助手席にピアス
ハニーフーズでの仕事は、それなりにやりがいがあるし、東京でひとり暮らしをしていけるくらいのお給料もきちんともらえている。あえて不満を言うなら、元カレの亮介と白石あゆみさんと顔を合わせるのが辛いことくらい。
だからハニーフーズを辞めて、ガトー・桜で働くという提案は、受け入れられなかった。
「なんだ、琥太郎の早とちりってわけか……」
「朔ちゃん、ごめんなさい」
「雛子ちゃんが謝ることないよ。今の仕事を辞めないで済むなら、それに越したことないしね」
朔ちゃんは作業台の上に置かれた紙コップの中のコーヒーと同じ色の瞳を細めると笑顔を浮かべた。その優しい笑顔を見ただけで、心がホッと落ち着く。

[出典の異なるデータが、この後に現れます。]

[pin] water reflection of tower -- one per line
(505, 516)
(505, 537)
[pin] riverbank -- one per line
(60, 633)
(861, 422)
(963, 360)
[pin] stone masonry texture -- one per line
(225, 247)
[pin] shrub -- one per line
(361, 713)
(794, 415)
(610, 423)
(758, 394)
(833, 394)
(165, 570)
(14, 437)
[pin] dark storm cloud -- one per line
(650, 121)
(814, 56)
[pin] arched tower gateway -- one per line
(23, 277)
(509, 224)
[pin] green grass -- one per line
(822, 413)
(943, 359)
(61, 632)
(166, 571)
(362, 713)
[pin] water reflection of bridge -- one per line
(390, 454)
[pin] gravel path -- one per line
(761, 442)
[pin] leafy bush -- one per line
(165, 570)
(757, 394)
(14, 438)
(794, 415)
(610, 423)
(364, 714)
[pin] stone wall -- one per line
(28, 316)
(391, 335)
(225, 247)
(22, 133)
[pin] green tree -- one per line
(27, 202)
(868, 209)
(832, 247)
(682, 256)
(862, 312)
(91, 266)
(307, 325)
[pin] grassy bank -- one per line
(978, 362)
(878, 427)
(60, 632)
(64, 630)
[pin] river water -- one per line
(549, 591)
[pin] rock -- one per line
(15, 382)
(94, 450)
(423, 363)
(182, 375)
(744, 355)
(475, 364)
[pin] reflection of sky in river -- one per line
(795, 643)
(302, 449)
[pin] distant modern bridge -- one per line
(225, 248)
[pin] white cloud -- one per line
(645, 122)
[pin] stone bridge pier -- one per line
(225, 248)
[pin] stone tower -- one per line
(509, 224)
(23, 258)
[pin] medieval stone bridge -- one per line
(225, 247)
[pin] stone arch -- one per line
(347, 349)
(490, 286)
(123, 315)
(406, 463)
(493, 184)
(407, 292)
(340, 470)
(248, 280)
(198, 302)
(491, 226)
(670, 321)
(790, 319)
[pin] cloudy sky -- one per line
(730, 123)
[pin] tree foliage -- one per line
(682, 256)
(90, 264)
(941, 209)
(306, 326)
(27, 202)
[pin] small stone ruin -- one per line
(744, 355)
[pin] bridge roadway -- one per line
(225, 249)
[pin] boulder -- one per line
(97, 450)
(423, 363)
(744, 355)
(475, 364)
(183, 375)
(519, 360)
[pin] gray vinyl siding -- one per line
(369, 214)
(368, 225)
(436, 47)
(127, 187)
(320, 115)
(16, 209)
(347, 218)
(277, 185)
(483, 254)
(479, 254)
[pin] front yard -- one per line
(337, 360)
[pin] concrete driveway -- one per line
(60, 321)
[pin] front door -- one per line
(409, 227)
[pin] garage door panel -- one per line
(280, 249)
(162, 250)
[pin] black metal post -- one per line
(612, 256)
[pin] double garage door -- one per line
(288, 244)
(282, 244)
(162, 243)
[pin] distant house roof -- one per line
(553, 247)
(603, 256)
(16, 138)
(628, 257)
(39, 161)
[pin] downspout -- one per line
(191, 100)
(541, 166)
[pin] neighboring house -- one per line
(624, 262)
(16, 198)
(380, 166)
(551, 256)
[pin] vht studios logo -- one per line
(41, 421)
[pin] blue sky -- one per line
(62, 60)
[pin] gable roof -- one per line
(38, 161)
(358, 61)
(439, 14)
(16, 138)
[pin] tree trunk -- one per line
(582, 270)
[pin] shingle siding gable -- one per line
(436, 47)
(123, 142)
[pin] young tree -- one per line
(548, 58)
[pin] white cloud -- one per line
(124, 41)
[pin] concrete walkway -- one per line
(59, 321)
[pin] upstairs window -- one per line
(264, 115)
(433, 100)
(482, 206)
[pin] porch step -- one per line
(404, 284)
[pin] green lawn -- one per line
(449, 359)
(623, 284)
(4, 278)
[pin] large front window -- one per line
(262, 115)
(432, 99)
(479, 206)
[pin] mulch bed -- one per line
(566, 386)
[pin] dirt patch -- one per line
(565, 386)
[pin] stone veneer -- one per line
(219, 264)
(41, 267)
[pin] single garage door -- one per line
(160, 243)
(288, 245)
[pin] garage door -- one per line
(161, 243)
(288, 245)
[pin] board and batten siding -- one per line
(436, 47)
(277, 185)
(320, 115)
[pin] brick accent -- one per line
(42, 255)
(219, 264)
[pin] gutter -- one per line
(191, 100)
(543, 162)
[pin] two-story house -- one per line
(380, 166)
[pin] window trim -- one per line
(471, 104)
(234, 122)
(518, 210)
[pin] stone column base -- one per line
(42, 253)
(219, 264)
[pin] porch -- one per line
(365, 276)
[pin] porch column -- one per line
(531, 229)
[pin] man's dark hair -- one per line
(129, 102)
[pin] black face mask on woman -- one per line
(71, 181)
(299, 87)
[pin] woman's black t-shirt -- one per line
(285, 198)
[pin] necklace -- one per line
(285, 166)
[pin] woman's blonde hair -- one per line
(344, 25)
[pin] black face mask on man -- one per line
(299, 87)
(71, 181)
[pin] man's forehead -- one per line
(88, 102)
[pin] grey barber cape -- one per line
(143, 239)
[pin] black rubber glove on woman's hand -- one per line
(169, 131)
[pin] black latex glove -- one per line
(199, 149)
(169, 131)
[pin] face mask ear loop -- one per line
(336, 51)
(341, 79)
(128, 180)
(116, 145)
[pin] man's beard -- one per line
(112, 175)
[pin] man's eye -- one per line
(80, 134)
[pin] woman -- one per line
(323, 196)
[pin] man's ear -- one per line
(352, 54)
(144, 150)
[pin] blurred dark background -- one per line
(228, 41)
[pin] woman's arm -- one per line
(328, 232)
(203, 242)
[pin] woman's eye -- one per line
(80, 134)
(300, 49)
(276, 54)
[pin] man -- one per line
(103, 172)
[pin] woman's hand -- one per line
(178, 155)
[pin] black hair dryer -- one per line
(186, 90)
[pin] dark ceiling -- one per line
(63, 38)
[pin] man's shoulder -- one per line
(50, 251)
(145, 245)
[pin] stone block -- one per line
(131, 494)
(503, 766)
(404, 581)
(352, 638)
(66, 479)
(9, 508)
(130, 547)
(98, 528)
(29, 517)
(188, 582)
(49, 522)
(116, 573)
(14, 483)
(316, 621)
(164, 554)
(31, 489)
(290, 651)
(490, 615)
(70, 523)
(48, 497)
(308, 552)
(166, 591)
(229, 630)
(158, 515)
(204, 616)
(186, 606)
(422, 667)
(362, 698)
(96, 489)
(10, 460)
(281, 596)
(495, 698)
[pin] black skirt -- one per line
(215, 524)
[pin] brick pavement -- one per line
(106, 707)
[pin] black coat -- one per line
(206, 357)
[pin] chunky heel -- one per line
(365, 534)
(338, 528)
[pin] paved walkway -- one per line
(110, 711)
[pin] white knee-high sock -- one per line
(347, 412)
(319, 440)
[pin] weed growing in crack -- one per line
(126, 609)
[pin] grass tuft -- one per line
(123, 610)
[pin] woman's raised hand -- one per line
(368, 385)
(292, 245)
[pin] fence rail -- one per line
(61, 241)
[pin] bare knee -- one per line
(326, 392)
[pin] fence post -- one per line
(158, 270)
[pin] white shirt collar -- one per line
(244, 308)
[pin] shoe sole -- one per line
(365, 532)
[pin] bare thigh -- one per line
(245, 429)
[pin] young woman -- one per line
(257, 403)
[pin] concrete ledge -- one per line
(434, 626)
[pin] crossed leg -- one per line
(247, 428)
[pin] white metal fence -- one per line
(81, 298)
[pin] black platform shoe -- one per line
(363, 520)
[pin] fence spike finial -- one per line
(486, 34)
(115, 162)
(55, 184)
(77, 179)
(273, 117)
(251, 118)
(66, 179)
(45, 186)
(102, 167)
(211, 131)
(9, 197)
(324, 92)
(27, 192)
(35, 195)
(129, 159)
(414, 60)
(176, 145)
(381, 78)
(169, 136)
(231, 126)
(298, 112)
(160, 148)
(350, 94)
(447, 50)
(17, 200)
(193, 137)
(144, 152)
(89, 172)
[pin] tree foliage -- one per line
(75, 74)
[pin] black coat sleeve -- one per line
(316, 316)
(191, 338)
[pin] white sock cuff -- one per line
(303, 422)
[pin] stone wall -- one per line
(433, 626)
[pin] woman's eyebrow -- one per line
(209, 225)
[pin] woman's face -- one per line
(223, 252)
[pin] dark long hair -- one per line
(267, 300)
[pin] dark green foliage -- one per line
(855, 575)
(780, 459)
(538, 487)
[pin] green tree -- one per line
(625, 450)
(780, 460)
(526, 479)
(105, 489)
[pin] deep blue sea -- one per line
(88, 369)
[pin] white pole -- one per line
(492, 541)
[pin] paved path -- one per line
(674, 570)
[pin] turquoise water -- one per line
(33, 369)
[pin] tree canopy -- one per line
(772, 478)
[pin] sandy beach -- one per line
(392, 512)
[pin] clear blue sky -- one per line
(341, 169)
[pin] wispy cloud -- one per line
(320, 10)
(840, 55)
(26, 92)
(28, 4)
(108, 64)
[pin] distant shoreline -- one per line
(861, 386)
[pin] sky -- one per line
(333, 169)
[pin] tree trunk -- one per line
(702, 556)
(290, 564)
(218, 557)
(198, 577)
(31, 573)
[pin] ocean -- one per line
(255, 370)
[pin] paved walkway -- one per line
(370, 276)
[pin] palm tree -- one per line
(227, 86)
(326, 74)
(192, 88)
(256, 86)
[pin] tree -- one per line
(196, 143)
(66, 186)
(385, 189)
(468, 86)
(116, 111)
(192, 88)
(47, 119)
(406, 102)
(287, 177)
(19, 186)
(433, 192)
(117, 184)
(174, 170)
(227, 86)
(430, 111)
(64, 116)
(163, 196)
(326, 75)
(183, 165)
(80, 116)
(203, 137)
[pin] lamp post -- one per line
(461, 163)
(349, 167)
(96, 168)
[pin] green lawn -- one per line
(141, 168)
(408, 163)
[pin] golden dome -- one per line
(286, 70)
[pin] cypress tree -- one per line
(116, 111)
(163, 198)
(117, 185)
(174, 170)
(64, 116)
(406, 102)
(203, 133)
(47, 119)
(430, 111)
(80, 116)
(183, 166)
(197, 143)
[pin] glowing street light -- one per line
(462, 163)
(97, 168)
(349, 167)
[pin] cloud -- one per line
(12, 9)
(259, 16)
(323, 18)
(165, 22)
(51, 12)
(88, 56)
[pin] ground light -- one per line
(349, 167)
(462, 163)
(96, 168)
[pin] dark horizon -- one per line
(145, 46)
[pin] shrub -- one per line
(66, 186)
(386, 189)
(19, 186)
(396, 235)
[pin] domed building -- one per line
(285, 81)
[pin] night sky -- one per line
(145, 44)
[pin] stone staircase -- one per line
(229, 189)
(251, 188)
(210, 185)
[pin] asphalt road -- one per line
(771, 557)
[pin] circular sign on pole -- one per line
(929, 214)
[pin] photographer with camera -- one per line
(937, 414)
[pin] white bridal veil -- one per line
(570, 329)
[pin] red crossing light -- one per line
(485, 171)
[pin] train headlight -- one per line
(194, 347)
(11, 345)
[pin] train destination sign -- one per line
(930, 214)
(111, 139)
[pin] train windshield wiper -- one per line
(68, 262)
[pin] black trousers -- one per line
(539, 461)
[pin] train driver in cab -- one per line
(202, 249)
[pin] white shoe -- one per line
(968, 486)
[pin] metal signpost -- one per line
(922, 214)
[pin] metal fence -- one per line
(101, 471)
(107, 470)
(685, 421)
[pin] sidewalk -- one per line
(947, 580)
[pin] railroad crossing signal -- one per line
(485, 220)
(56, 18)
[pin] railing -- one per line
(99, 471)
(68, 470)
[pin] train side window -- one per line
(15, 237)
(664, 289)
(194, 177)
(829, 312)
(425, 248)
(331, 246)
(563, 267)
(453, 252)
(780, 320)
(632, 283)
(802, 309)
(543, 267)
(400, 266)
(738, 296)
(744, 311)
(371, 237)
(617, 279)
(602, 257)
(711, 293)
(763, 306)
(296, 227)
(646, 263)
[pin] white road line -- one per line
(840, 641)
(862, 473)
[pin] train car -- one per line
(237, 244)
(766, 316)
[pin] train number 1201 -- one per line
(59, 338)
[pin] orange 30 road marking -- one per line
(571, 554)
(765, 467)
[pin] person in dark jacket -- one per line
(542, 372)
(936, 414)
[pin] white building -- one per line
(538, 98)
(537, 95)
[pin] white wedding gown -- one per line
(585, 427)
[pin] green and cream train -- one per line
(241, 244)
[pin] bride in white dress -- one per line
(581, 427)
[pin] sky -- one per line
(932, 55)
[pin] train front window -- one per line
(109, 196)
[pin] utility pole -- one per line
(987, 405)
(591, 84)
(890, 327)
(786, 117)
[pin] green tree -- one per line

「それから桜田さんにも迷惑をかけてしまって、すみませんでした」
イスから立ち上がると桜田さんに向かって、深々と頭を下げた。
「……人騒がせなヤツだな」
「……」
桜田さんの低くて冷たい声が、頭の上から降り落ちてくる。
初対面の私に向かって、遠慮なく嫌味を吐き出すなんて……。
あまりの無遠慮さに驚き、桜田さんの顔をマジマジと見つめてしまった。
でも私のせいで朔ちゃんや琥太郎。そして桜田さんに莉緒さんまで巻き込んでしまったことは事実だから、なにも言い返すことなどできない。
自分の軽はずみな言動を、これほど後悔したことはなかった。